Par exemple, chez Canva, le fournisseur de contenu académique ou corporate perçoit l’intégralité des revenus liés au cours, mais paie une licence, droit d’utilisation à la plateforme. Les « cours » en ligne sont payants et l’accès au catalogue de cours gratuit. Les facteurs de prix peuvent alors inclure le prestige de l’institution, la durée du cours, la renommée de l’enseignant, le coût de production et la qualité du MOOC  (nombre de vidéos, de personnel…)

5- Le mix de la formation, ou modèle « blended »

Les « cours » en ligne sont mis en disposition en supplément gratuit des cours traditionnels qui restent payants. C’est le bon vieux « blended learning », en version améliorée. Ce modèle existe encore pour les entreprises éducatives qui dépendent encore de leur ancien modèle en présentiel, et tentent la transition vers les MOOCs sans vouloir cannibaliser leurs revenus existants.

Le MOOC sert de « produit d’appel marketing/branding », de tête de gondole

Il est alors de niveau basique pour ensuite inciter l’apprenant à s’inscrire à un cours en présentiel payant sur le campus, de niveau plus avancé ou pour proposer un parcours éducatif personnalisé et sur mesure payant. Le modèle du présentiel finance la transition vers le nouveau modèle mixte.

Freemium

Freemium

6- Le modèle bi-face

Le cours est gratuit pour l’apprenant car l’étudiant n’est plus le client. La plateforme « offre » le cours à l’apprenant, mais revend les données des apprenants à des annonceurs, des employeurs, ou des recruteurs. Il convient alors de bien lire les termes du contrat en matière de protection des données personnelles, et de propriété intellectuelle. Dans ce cas, les résultats de chaque apprenant et leur portefeuille de cours sont stockés dans le cloud pour que les entreprises (employeur, chasseur de tête, investisseur) puissent y accéder.

Un grand nombre de clients, universitaires ou sociétés, ne sont pas très sûrs de ce qui se passe lorsqu’une plateforme comme Coursera ou edX « partage » les données des utilisateurs.

Un service de « recommandation » pour les meilleurs apprenants peut être ainsi créé et monétisé.

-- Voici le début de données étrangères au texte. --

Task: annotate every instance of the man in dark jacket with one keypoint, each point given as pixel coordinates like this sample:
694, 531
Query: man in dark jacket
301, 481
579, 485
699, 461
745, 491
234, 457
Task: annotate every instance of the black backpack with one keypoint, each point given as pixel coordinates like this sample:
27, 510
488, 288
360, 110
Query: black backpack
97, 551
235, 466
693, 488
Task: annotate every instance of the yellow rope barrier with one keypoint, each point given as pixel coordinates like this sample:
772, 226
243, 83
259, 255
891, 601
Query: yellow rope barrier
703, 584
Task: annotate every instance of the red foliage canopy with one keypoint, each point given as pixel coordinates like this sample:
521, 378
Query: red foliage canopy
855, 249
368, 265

7- Des freemiums avec des services additionnels payants

La qualité de la résolution de la vidéo est mise en avant, la qualité de la démarche pédagogique, la notoriété de l’enseignant, l’accès en option à des notes de cours, à des études de cas, à des alertes concernant les nouveaux cours disponibles. Ce qui pouvait être inclus dans un cours, devient une option payante.Le tutorat devient aussi la prime de plusieurs modèles « freemium ».

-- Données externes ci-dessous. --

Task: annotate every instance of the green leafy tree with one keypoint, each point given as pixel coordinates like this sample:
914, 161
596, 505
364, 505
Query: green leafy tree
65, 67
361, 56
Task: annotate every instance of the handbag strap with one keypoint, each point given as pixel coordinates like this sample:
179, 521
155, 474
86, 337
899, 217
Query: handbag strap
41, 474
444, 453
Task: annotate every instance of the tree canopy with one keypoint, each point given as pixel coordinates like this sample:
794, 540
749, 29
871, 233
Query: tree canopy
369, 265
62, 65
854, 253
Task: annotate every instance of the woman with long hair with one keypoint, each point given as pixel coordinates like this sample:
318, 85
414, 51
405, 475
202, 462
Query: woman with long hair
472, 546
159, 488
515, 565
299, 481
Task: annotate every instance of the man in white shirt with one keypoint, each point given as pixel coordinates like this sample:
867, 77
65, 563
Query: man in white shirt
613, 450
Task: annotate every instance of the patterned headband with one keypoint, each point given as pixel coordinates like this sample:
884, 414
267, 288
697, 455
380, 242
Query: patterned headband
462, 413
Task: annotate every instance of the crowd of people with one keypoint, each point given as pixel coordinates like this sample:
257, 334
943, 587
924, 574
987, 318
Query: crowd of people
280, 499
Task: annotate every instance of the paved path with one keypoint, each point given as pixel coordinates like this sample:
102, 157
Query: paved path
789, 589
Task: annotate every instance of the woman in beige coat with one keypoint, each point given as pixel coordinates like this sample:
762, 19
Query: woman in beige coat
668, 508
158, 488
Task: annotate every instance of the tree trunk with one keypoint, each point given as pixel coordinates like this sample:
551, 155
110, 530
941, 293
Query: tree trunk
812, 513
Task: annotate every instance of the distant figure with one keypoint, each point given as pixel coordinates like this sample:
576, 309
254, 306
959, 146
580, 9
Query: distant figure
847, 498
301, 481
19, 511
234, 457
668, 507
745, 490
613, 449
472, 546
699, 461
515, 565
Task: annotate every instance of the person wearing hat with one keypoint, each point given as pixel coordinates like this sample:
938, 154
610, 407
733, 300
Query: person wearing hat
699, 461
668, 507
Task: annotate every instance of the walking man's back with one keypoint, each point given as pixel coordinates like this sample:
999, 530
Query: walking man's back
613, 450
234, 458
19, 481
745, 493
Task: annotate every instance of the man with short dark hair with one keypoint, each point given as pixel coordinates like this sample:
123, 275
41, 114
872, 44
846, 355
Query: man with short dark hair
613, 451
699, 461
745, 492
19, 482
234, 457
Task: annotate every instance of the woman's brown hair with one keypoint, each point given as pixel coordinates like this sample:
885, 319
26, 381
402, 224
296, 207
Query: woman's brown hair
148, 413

En forte progression également, les services de réseautage et les activités sociales, qui suivent le MOOC. Par exemple : Coursera et EdX multiplie les MeetUps dans chaque ville et les écoles de commerce invitent les porteurs de projet repérés dans les MOOCs à intégrer un de leurs groupes Facebook.

8- Des services externes

Une entreprise qui n’a pas l’expérience de créer un MOOC, sous-traite la production d’un cours en ligne à une plateforme existante, avec des intervenants internes ou externes (un community manager, un chef de projet, des développeurs pour la partie spécifique, des data scientist pour le big data, des analystes, des business consultants).

Une entreprise, ou un institut d’éducation, peut même acquérir sa propre plateforme pour produire ses propres MOOCs. Vu l’investissement en question, il convient de bien réfléchir à la pertinence de cette décision et être capable de rivaliser avec les offres existantes.

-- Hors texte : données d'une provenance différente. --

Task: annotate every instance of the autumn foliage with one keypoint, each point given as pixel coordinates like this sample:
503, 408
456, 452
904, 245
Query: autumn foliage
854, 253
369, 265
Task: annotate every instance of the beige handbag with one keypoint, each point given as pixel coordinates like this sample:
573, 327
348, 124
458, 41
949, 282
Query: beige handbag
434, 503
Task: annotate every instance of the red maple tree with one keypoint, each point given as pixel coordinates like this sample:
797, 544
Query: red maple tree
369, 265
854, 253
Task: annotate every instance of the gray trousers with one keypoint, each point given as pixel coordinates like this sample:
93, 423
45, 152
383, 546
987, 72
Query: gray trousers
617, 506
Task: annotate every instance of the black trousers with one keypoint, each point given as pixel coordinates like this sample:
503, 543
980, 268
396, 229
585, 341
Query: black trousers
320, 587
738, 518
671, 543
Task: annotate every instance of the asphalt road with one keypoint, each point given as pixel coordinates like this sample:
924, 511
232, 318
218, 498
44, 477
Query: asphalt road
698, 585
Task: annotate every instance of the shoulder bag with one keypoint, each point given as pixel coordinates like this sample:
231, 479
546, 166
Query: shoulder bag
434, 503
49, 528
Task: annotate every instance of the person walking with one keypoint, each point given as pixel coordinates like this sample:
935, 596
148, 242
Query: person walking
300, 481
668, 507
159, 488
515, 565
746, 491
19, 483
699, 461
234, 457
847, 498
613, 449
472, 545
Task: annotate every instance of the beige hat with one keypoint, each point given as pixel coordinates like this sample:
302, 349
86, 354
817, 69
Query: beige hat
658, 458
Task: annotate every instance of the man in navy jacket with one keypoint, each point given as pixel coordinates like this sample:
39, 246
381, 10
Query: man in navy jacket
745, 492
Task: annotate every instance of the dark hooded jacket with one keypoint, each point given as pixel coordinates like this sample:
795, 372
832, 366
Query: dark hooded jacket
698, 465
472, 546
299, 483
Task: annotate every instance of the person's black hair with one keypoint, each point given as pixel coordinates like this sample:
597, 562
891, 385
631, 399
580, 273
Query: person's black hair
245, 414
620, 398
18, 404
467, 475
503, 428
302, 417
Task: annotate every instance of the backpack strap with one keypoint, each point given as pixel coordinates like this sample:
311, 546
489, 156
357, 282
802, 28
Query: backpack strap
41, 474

Comme chacun des acteurs vient d’horizons différents (édition, vidéo, académique, médias, corporate), il est probable que ces modèles et d’autres vont continuer de co-exister. Les nouveaux entrants continuent d’innover en terme de modèles économiques, pour challenger les acteurs dominants existants.

Cela devrait accélérer la transition de l’éducation vers le numérique, et la colossale transformation des savoirs si bien décrite par Michel Serres et Bernard Stiegler dans cette comparaison avec les révolutions de l’écriture alphabétique et de l’imprimerie dans cette vidéo.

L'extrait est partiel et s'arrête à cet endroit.